Don't get distracted by the 29 million number. If you’re looking to actually participate in the space without losing your shirt, keep these three things in mind:

  • Check the Volume: If a coin exists but no one is trading it, it’s effectively dead. A "market cap" means nothing if there is no liquidity.
  • Look for Utility: Ask yourself: "Does this need to be a token?" If the project could just be a regular website or a database, the token is probably just a way to raise money from unsuspecting people.
  • The L1 Dominance: Most successful tokens live on "Layer 1" blockchains like Ethereum, Solana, or Bitcoin. If the underlying "road" is strong, the cars driving on it (the tokens) have a better chance of surviving.
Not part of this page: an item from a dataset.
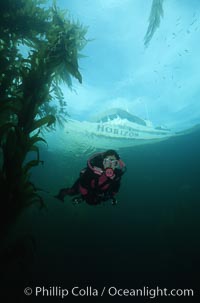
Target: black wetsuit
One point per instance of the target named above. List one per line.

The explosion of cryptocurrencies isn't going to slow down. As AI agents start creating their own sub-economies and as every stock and bond eventually moves onto a blockchain, we might see the number hit 100 million by the end of the decade.

Just remember that "more" doesn't mean "better." It just means the world is finally figuring out how to turn value into data.

To stay ahead of the curve, you should start by auditing your own exposure—if you hold any "altcoins" from the 2021 or 2024 cycles, check if their development teams are still active on GitHub or if they've become part of the 50% failure statistic. Moving forward, focus your research on projects that have integrated with the new 2026 regulatory frameworks, as these are the most likely to survive the next wave of market consolidation.


Actionable Insight: Use a tool like CoinGecko or CoinMarketCap and filter by "Active Developers" rather than just price. This is the fastest way to separate the 29 million "lottery tickets" from the few thousand actual technology projects.